Australia: Foreign Arbitration Agreements in Australian Voyage Charterparties No Longer Void - Recent Appeal Overturns 2012 Case


Published: 25 September 2013

Information received with thanks from Norton White, Sydney, Australia

In June 2012, a single Judge of the Federal Court of Australia held that foreign arbitration agreements in voyage charterparties for the carriage of goods from Australia were void and unenforceable. On 18 September 2013, a three panel bench of the Full Court overturned that decision. The result is that Australian courts will recognise and enforce foreign arbitration agreements in voyage charterparties, indeed, in all forms of charterparty.

The 2012 Decision

A discussion of the 2012 decision can be found in our Newsflash of August 2012. In summary, it concerned a voyage charterparty for the carriage of coal from Hay Point, Queensland, to Ningbo and Jiangyin, China. A dispute arose under the charterparty in relation to demurrage. The charterparty contained an English law and London arbitration clause. The foreign disponent owners commenced London arbitration and obtained an award for US$824,663.18. The disponent owner sought to register and enforce the arbitration award against the Australian charterer in Australia. The Australian charterer successfully challenged the recognition and enforcement of the award.

The Australian charterer referred to section 11 of the Australian Carriage of Goods by Sea Act ("Australian COGSA"), which provides that any clause which purports to limit or oust the jurisdiction of an Australian court over a "sea carriage document relating to the carriage of goods from any place in Australia to any place outside Australia" is void and of no effect.

The voyage charterparty related to a carriage of goods from Australia to a place outside Australia. The question for determination was whether the voyage charterparty was a 'sea carriage document' and therefore caught by the prohibition on foreign arbitration. A 'sea carriage document' is defined to include a document "that either contains or evidences a contract of carriage of goods by sea". The trial judge held that a voyage charterparty, as distinct from a time or demise charterparty, provided for the carriage of specific goods on a specific voyage and therefore satisfied this definition. This was despite the fact that the Australian COGSA also provided that it does "not apply to the carriage of goods by sea under a charterparty unless a sea carriage document is issued for the carriage" and the general distinction drawn between contracts for the carriage of goods (i.e. bill of lading type arrangements) and charterparties.

The Appeal

The Full Court overturned the trial decision, noting that:

"The purpose of s 11 of COGSA is to protect, as part of a regime of marine cargo liability within the object of s 3, the interests of Australian shippers and consignees from being forced contractually to litigate or arbitrate outside Australia [under a contract of carriage of goods by sea]. That purpose does not extend to protection of charterers or shipowners from the consequences of enforcement of their freely negotiated charterparties subjecting them to the well recognised and usual mechanism of international arbitration in their chosen venue."

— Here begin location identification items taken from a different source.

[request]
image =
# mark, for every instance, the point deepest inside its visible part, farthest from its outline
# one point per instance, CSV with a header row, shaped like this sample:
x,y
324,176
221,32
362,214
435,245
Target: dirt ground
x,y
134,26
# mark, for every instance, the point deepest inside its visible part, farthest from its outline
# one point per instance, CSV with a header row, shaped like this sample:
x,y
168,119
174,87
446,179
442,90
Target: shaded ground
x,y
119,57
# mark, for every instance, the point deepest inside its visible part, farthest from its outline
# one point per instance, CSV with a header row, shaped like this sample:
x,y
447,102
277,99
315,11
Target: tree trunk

Foreign arbitration agreements contained in charterparties, in whatever form, are enforceable under Australian law. Indeed, recent decisions of our highest courts, including this decision, demonstrate an increasing level of support for international arbitration. The brief period of uncertainty in 2012 is now resolved and the general distinction between charterparties and contracts of carriage of goods (i.e. bill of lading type arrangements) is now reaffirmed. However, Australian law still prohibits and will not recognise foreign arbitration agreements in bills of lading for the carriage of goods from or to Australia.